June 25, 2004
Need slide guitar blues mastery with foot stompin' fervor? Got you covered. Need a psychedelic, depressing slow country song about wanting your lover dead? Got you covered. Need a groovin', upbeat rock song about the small things that make up a good life? The Stumpknockers have still got you covered.
Vocalist/guitarist/harmonica player Grayson Capps and a drummer, bassist and lead guitarist showed off their multi-faceted style Friday night at Lounge Lizards. Whatever genres they were bastardizing, there was always a tight groove underneath it. The bassist was smiling and swaying to the beat throughout the set.
The Stumpknockers played covers that were thematically heavy. This came with the country/blues territory. The music was raw. No special effects. Maybe some distortion on a nice lead guitar solo. Capps' enjoyable, earnest vocal delivery was confrontational and confident.
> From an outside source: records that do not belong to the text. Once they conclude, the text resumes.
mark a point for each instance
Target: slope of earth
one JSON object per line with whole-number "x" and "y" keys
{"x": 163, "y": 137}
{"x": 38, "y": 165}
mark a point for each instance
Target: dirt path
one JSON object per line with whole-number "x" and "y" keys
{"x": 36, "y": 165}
The band reminded me of Cracker at points, especially when the drummer brought out his mallets for the afformentioned depressing song. This was the tortured song—creepy and low-down. After the song ended, an audience member requested a love song to balance out the set. Capps went right into a song that sounded anything but lovey-dovey. Afterwards, he said, "That was kind of a love song." The lead guitarist smiled and said, "Yeah, I love you dead."
The band had a decent audience for a 7 p.m. show, and their tip jug filled as more and more people dropped money. People were probably realizing, as I was, that these guys were talented.
The Stumpknockers were a great roots rock band. I was impressed.